Türkiye İstatistik Kurumu'na ( TÜİK) randevu almadan giden Kemal Kılıçdaroğlu'nun; İstanbul Büyükşehir Belediyesi'nden (İBB) çıkarılan ve CHP Genel Merkezi'ne gelen 4 işçiye 2 gün boyunca randevu vermediği bildirildi.

SÖZÜNÜ TUTMADI

Kılıçdaroğlu, 30 Mart 2019 yerel seçiminden önce açıklamada bulunmuş ve "Bütün işçilere namus sözü ve garanti veriyorum. Kazandığımız bir belediyede, belediye başkanı haksız yere bir işçinin işine son verirse gelecek beni bulacak" açıklamasında bulunmuştu. Ekrem İmamoğlu, İBB Başkanı seçildikten sonra 13 bin 312 kişiyi işten çıkardı. 44 bin 995 kişiyi de işe aldı. İBB'den çıkarılan 13 bin 312 kişi adına Samet Bulutcu, Ömer Çevik, Mustafa Hakan Tüter ve Birol Durmuş, 15 Eylül 2020'de CHP Genel Merkezi'ne gitti ve Kılıçdaroğlu'yla görüşmek için randevu talep etti.

RANDEVU VERMEDİ!

Sabah.com’un haberine göre; CHP Genel Merkezi, mağdur işçilere randevu vermedi. Bulutcu, Çevik, Tüter ve Durmuş, 16 Eylül 2020'de yeniden CHP Genel Merkezi'ne geldi ve Kılıçdaroğlu'ndan yeniden randevu talep etti. CHP Genel Merkezi, söz konusu işçilere yeniden randevu vermedi. Mağdur işçiler, Kılıçdaroğlu'nun 18 Aralık 2018'de açıklama yaptığı ve "Bütün işçilere namus sözü ve garanti veriyorum. Kazandığımız bir belediyede, belediye başkanı haksız yere bir işçinin işine son verirse gelecek beni bulacak" dediği gerekçesiyle CHP Genel Merkezi'ne geldiklerini ancak iki gün boyunca Kılıçdaroğlu'yla görüştürülmediğini açıkladı.

MAĞDUR İŞÇİLER KONUŞTU

Bulutcu: 2011'de İBB'nin iştiraki olan İSPARK A.Ş'de işe girdim. 5 yıl çalıştım. 5 yıl sonra İBB'nin diğer iştirak şirketi olan İstanbul Ulaşım A.Ş. şirketine geçiş yaptım. 4 yıl orada sahada belediye otobüslerinin denetimliğini yaptım. 23 Ocak 2020 tarihinde hiçbir gerekçe gösterilmeden iş kanununa göre madde 17'den sözleşmem fesih edildi ve işten çıkartıldım. Sayın Kılıçdaroğlu yerel seçimlerden önce namus sözü vermiş 'Haksız şekilde işten çıkartılan olursa gelsin beni bulsun' demişti.

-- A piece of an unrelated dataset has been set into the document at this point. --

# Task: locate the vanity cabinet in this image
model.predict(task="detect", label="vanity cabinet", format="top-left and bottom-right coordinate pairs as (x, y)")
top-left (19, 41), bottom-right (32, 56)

15 Eylül 2020 tarihinde benim gibi haksız şekilde işten çıkartılan 3 arkadaşım ile birlikte İstanbul'dan borç para bularak CHP Genel Merkezi'ne Ankara'ya gittim. CHP Genel Merkezi'nin önünde birinci gün basın açıklaması yaptım. 'Kemal Bey bize haksız şekilde işten çıkartılan olursa gelsin demiştiniz. İşte geldik yarına kadar sizden randevu talep ediyoruz' dedim. Ertesi gün saat 11 gibi tekrar CHP Genel Merkezi'ne geldim. Kapıdaki güvenliklere durumu izah ettim, bizden telefon numaramızı istediler. 5 dakika sonra içeriden sekreterlerden birisi aradı. Randevu verilmediğini söyledi. Aynı şeyi kapıda bekleyen güvenlikler tekrarladı.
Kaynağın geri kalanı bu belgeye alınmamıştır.